Recientemente me sometí a la necesaria visita al dentista. Debo decir que para alguien que se dedica a cantar, es una sensación muy extraña la de mantenerse por tiempo prolongado con la boca abierta, sin que de ella salga sonido alguno.
A cada pregunta, cada observación o comentario de mi dicharachero médico de los dientes, yo contestaba con: G-GHG-HGH o GGHH. Estos breves golpes de voz resonaban en mis oídos con especial claridad, y mientras el taladro se acercaba, procuré distraer a mi menté alimentándola con ideas que se me venían.
Cuando se pasa de vivir en una ciudad pequeña, a encontrarse de vuelta en la gran urbe, como es mi caso, se da uno cuenta que hay muchos ruidos citadinos que agreden, pero no los echamos en cuenta porque nos endurecemos contra ellos. Sin embargo puedo asegurar que tras una dieta auditiva prolongada de pajaritos y espacios al aire libre, la diferencia es una malavenida sacudida.

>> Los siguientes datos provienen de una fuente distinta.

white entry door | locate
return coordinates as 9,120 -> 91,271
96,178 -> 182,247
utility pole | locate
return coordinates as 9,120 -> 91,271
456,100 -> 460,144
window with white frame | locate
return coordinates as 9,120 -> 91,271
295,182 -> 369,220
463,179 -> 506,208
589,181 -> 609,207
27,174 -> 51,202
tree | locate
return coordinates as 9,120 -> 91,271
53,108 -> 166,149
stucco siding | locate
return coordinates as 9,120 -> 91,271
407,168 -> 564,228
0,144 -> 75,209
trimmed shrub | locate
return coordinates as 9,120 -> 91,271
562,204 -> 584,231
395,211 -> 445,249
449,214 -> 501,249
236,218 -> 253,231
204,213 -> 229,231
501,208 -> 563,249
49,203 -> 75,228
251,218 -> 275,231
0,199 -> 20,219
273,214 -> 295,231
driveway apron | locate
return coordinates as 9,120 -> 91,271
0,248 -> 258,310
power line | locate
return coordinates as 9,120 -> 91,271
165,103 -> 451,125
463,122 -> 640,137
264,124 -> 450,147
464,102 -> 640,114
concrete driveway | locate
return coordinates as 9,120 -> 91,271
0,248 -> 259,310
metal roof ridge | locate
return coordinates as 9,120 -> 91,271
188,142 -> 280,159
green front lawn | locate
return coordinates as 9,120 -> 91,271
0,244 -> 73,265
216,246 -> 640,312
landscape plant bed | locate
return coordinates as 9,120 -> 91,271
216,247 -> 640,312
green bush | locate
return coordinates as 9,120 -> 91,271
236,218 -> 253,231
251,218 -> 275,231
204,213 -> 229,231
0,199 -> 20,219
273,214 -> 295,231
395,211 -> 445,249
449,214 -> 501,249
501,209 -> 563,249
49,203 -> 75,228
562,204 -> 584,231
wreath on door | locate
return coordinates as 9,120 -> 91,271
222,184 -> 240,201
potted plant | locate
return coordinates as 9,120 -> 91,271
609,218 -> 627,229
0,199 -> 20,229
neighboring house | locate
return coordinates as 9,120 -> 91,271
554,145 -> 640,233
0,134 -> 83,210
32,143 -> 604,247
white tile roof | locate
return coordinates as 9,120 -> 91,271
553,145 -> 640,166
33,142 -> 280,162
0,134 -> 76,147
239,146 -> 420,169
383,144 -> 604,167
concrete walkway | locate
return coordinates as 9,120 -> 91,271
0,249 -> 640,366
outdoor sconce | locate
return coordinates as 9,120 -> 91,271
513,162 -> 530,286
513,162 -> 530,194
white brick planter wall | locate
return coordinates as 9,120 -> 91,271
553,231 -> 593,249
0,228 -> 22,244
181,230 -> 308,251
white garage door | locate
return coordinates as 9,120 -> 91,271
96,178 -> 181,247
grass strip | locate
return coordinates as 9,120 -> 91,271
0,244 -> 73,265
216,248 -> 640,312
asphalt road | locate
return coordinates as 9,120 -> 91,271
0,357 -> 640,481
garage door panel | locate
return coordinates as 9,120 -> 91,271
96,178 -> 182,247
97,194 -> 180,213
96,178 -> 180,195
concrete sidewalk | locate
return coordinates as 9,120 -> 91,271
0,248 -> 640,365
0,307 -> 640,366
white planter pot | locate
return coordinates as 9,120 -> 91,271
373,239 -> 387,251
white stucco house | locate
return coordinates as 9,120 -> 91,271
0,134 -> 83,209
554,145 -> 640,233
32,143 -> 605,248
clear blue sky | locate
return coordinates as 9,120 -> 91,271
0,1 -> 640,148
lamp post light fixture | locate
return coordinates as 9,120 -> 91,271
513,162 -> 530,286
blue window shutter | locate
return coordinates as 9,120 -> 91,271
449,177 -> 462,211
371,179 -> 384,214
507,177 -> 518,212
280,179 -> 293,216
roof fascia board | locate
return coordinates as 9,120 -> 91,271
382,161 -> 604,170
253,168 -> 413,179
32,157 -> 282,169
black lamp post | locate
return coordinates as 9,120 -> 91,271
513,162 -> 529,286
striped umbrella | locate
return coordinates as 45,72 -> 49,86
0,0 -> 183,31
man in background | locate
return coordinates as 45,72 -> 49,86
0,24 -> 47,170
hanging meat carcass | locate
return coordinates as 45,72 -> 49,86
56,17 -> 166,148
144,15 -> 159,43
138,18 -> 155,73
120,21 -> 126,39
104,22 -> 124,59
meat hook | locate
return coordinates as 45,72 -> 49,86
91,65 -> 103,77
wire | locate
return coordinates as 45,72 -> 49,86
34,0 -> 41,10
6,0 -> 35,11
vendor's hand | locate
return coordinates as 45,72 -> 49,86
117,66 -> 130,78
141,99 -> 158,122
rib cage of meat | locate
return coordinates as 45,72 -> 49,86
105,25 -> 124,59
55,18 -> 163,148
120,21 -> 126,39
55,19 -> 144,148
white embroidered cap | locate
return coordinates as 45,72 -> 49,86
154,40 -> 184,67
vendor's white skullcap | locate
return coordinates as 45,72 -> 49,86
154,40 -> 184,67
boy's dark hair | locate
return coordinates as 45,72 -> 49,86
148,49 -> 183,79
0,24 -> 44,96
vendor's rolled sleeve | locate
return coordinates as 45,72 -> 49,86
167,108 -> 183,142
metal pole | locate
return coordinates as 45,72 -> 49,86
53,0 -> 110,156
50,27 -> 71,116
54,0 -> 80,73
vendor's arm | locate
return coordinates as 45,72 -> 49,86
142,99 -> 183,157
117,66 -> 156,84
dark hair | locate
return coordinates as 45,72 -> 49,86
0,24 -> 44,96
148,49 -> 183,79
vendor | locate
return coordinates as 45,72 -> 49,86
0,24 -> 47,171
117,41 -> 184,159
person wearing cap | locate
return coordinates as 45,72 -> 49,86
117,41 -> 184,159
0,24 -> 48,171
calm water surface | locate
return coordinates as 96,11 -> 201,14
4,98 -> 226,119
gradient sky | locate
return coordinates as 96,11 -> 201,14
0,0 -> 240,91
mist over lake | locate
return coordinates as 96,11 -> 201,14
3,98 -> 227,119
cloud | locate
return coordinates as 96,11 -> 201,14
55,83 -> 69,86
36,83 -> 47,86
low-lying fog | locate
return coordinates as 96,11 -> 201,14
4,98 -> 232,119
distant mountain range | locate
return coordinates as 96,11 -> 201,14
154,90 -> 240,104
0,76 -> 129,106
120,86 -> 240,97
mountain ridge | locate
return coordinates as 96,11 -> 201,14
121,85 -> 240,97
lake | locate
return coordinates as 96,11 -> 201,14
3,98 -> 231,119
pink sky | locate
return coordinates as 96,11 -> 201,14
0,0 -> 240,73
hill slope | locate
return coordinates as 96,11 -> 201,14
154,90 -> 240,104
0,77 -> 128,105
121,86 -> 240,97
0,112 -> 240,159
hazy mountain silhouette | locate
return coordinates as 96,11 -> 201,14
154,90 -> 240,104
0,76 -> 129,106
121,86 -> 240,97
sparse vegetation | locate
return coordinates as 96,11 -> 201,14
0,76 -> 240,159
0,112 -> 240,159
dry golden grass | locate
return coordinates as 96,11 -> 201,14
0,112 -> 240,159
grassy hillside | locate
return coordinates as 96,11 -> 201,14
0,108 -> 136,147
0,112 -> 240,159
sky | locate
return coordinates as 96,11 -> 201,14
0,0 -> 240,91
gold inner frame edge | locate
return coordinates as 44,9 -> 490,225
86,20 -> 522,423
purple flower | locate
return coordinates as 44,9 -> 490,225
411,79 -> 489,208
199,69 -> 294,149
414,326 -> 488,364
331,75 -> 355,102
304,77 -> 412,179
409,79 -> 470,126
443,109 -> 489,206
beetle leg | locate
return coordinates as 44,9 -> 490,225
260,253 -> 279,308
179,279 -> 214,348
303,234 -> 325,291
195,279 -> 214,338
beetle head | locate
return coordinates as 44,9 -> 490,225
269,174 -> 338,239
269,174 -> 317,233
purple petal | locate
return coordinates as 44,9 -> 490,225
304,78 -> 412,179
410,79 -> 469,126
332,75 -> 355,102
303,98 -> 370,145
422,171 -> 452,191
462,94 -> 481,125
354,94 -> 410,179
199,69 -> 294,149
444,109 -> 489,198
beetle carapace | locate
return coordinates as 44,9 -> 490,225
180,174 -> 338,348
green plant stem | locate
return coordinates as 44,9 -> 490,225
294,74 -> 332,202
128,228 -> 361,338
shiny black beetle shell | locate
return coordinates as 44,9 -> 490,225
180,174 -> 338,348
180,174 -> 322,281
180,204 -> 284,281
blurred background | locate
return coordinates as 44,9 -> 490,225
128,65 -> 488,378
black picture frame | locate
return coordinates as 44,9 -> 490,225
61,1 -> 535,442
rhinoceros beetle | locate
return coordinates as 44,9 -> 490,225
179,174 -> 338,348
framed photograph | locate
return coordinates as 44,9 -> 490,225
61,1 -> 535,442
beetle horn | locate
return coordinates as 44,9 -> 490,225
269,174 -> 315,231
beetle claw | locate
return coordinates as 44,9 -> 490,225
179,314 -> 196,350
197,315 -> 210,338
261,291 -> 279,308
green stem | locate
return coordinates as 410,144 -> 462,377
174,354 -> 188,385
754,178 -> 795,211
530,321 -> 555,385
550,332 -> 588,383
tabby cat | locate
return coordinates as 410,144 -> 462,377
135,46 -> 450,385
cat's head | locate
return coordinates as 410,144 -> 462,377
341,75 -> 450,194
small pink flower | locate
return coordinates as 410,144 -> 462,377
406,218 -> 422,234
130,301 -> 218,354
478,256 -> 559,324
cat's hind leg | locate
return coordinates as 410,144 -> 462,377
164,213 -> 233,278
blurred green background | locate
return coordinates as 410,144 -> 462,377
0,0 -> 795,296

De pronto me sentí sonrojar (¿de veras será posible sonrojarse cuando no puedes ni cerrar la boca?), porque repentinamente recordé que la única vez en mi vida que he escrito quejándome de algo, desmenuce mi ira por medio de una carta que dirigí a las autoridades de un centro comercial donde mi familia y yo “gozábamos de una grata comida”. Mi queja decía algo así como:
… éramos 6 a la mesa, incluyendo a mi abuela (quien por su avanzada edad ya no oye muy bien, mi prima y su novio que es extranjero y no domina bien el español, y yo. De repente nos atacó un espantoso estallido publicitario acompañado de música electrónica e inflecciones navideñas, volviendo una conversación que ya de por sí requería de atención y paciencia, casi imposible. “¡Esto es una agresión!”, gritó mi prima para hacerse oír. no pude más que estar de acuerdo. Se sintió como un golpe en la cara.
A la hora del postre llegó mi hermano. Acababa de tomar asiento cuando el estallido publicitario nos rafagueó por tercera vez. “¿Es en serio esto?” Preguntó. El personal del restaurante nos hizo saber que no había nada que ellos pudieran hacer. No exagero cuando digo que el hambre se me espantó, pues todos mis sentidos habían entrado en alerta.
Lo que intento decir es que masacrar de este modo la sensibilidad de los clientes, va en detrimento de negocios que lejos de atraernos, nos repelen. “Solicitamos enérgicamente a las autoridades de este centro comercial que tengan en cuenta nuestra integridad auditiva.”
Mi carta nunca recibió respuesta. Nadie lo sabía en ese momento, pero 2 o 3 meses más tarde, ya no habría más escándalo, más plaza llena de gente ni más restaurantes abiertos. El COVID estaba apunto de hacer su entrada espectacular.
De repente un sonido peculiar me resonó en el cráneo, sacándome de mis cavilaciones. Se trataba del eyector que dentro de mi boca producía un chillido lastimero que me recordó la película de “El Laberinto del Fauno”, cuando la mamá de Ofelia arroja la mandrágora al fuego.
“Los dientes como la piel” explicaba mi dentista, “vienen en distintos matices. No son blancos como la leche. Los hay en tono naranja, gris, amarillo y marrón”.Yo le agradecí mucho todas sus atenciones y su esmerado trabajo cuando por fin terminó la consulta. A pesar de su oficio, mi doctor es una persona muy amable. Y eso es bueno recordarlo cuando el estruendo de la urbe nos agrede, cuando las noticias y otros tantos sucesos a nuestro alrededor, hacen sentir que precisamente, vivimos en un mundo poco amable.